Aula em domicílio ganha adeptos: no Brasil, mais de três mil famílias ensinam em casa

Família estuda em casa, nos EUA
Família estuda em casa, nos EUA Foto: Antônio Scorza
Bruno Alfano

Daniel Kenneth, de 16 anos, não está mais na escola. Nem seu irmão Gabriel, de 14. Mesmo assim, o mais velho mira a faculdade de segurança cibernética, e o mais novo já desenvolve jogos virtuais. A educação de Daniel e Gabriel, filhos de uma brasileira que mora com a família nos Estados Unidos, foi assumida pela família — um movimento internacional controverso que, por lá, está em estágio avançado e no Brasil já é adotado por mais de três mil famílias, segundo a Associação Nacional de Educação Domiciliar (Aned).

— Fiz todas as tentativas com a escola — diz Giovana Kenneth, mãe dos meninos, explicando por que desistiu.

Ela decidiu tirar os meninos da instituição escolar principalmente pelos seguidos episódios de bulllying vividos pelo filho mais velho, que sofre de uma condição rara que lhe tirou boa parte da audição.

— A escola era um lugar muito pesado para ele. Daniel chegava, e a gente juntava os pedaços dele. Mandava para a escola no dia seguinte, e ele voltava despedaçado de novo — lembra.

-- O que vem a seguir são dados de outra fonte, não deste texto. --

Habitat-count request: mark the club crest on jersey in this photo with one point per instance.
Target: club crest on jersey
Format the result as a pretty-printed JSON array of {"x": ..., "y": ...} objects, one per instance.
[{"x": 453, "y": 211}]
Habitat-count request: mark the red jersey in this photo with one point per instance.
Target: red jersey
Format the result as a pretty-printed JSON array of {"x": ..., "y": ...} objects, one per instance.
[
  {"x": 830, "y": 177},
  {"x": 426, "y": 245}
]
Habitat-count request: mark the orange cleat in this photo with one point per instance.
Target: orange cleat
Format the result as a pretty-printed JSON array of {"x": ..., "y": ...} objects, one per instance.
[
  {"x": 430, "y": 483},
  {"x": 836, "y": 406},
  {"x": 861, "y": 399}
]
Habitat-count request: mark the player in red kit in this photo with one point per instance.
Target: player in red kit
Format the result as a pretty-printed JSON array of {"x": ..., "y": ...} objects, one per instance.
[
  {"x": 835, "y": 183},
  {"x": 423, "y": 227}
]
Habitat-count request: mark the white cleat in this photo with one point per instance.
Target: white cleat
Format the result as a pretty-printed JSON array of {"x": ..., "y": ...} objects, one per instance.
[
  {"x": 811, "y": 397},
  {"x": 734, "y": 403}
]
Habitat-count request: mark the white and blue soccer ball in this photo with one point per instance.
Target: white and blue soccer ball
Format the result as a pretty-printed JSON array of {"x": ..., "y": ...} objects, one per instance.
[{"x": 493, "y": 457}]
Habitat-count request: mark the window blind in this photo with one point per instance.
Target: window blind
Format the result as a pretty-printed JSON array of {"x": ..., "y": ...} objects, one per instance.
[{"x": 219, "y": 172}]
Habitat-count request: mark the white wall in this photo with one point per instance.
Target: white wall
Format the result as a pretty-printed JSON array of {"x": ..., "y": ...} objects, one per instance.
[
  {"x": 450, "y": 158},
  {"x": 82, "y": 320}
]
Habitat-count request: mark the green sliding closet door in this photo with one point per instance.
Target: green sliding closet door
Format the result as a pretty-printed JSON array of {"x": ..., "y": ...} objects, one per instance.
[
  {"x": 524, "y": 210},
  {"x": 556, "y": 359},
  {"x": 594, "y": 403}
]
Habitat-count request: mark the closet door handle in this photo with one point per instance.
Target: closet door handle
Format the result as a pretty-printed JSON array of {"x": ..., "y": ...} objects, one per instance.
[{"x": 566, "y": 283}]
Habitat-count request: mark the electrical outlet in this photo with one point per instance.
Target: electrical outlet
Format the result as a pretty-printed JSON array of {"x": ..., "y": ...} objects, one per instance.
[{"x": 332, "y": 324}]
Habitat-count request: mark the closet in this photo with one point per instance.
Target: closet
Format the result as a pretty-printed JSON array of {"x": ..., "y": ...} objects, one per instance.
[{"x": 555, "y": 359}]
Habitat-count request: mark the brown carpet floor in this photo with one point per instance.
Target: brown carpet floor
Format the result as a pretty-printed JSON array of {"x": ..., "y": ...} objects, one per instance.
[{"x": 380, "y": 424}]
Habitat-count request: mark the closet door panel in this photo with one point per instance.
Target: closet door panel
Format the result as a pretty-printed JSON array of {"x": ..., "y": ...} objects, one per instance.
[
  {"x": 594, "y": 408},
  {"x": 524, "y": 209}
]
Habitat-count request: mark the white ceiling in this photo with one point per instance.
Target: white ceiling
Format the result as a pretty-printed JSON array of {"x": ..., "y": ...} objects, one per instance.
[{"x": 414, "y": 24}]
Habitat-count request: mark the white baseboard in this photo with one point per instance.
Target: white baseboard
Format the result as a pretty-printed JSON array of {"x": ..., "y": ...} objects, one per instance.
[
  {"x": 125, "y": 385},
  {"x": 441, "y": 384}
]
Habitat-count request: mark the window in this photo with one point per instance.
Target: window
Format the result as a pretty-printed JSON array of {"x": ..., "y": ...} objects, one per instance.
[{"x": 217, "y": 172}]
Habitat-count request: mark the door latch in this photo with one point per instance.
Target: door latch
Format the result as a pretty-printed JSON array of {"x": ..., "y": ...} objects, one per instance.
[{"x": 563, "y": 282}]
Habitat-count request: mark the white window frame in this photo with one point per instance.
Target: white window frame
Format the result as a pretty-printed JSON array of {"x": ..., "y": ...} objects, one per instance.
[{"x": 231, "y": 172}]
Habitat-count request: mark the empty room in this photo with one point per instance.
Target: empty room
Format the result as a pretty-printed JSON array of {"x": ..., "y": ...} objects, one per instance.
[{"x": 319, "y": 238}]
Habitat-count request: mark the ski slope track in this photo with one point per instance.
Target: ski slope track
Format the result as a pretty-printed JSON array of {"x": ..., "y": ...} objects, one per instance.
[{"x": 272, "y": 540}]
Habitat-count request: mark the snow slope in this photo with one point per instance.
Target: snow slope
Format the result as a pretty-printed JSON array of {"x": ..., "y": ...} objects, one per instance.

No Brasil, a principal motivação da educação domiciliar é, segundo a Aned, o desejo das famílias de dar um ensino personalizado às crianças. Por aqui, o método mais comum são aulas ministradas pelos próprios pais para seus filhos. Nos EUA, no entanto, há um sistema público e gratuito de educação no lar (veja abaixo como funciona).

— As famílias optam pela mãe orientando o estudo dos filhos e contam com sites específicos para isso. Já tem material sendo oferecido no Brasil — diz a Fabiana Kloh, aluna de doutorado da Uerj que pesquisa o tema: — Porém, como não tem regulamentação no Brasil, cada um faz de um jeito.

O Brasil proíbe que as crianças saiam da escola — mesmo que os pais assumam sua educação. Atualmente, há uma ação no Supremo Tribunal Federal de uma família do Rio Grande do Sul que pede o direito de oferecer educação domiciliar aos filhos. Se ela conseguir, outras pessoas poderão pedir o mesmo, usando a decisão como precedente. O processo está com o ministro Luís Roberto Barroso, que não tem data para decidir.

— Esse pleito poderia ser concedido a quem comprovasse determinadas condições avaliadas periodicamente — opina Maria Celi Vasconcelos, especialista da Uerj no tema.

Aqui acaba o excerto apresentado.